My company occasionally gets reports from users that they can install our driver but they can't get it to load in macOS 10.13.
What will typically happen from a user-facing perspective is they will run our installer, see the "System Extension Blocked" dialog that points them to the Security & Privacy system preferences, open Security & Privacy, click the "Allow" button at the button of the window that's supposed to allow our kext to load, and then nothing will happen. Specifically, the "Allow" button presses, but then does not go away and the kernel extension never loads.

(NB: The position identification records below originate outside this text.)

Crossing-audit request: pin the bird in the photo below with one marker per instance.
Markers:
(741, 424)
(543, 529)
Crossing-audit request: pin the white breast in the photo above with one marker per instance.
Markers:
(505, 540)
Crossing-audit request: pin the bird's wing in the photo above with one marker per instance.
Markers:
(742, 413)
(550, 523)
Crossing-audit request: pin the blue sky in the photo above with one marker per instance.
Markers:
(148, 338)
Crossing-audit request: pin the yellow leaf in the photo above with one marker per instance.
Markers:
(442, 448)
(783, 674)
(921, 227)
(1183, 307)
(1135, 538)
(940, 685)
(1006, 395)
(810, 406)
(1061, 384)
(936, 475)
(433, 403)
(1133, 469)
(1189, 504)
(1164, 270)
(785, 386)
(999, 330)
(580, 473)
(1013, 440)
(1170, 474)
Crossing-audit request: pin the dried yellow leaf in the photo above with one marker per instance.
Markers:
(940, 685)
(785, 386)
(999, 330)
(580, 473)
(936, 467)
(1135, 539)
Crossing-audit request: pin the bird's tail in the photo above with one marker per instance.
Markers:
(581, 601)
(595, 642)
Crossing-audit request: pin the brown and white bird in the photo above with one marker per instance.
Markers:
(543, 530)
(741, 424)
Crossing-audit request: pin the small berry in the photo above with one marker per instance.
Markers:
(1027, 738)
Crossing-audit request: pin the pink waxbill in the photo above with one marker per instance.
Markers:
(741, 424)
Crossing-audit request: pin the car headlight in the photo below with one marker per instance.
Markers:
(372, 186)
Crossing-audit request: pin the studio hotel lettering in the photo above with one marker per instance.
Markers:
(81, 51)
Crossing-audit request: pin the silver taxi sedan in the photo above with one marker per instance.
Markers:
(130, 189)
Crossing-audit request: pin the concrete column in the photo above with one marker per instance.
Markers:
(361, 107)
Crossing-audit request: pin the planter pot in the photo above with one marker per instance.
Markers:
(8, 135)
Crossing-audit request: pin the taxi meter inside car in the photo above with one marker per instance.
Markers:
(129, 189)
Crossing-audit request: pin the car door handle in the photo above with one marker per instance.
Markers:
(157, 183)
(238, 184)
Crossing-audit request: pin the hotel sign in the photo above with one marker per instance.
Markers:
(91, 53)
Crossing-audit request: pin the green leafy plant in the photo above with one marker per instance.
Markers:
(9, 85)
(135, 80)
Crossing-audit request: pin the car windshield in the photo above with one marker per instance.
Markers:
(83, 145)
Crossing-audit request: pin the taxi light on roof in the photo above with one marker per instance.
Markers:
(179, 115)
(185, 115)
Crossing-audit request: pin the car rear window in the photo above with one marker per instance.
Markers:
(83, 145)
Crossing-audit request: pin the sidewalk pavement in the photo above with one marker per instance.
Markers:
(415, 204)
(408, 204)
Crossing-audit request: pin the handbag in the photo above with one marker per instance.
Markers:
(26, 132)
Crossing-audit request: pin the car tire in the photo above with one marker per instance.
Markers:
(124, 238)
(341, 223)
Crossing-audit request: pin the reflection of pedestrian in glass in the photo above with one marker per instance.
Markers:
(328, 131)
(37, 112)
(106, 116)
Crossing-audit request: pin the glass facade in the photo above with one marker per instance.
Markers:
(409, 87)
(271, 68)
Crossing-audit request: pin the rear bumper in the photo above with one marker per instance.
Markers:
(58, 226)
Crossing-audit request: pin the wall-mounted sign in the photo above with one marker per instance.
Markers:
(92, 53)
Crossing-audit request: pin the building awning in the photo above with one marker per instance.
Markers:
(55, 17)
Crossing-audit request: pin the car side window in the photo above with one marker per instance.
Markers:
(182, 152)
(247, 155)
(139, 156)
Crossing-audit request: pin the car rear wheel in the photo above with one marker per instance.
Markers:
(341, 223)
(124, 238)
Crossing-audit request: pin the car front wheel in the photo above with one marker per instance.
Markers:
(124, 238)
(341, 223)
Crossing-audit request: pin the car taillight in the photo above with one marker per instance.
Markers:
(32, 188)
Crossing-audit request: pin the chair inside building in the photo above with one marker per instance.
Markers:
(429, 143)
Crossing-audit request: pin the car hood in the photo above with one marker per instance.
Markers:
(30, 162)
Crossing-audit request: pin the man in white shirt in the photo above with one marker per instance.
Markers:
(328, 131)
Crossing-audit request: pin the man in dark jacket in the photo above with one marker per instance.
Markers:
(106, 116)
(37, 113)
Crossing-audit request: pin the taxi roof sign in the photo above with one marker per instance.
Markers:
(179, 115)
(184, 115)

Behind the scenes, what's going on is we're calling kextload to load our kernel extension and it always fails with status code 27, meaning that our kext doesn't yet have permission from the user to load. Calling kextload again doesn't in anyway change the problem. As near as we can tell, once a user's system gets into this state, it becomes impossible for our (or possibly anyone else's) kexts to load.
The only methods we've found to workaround this issue is to either:
a) boot into the recovery environment and disable kext user consent by executing `spctl kext-consent disable` in Terminal, or
b) reinstall macOS
Have any of you encountered this problem before? If so, is there any methods of dealing with it?
We suspect it's a bug in macOS but haven't been able to confirm it. Unfortunately, the only systems we've encountered that experience this issue are user's systems. We haven't managed to replicate it on our own systems, much less find any consistent way to trigger it.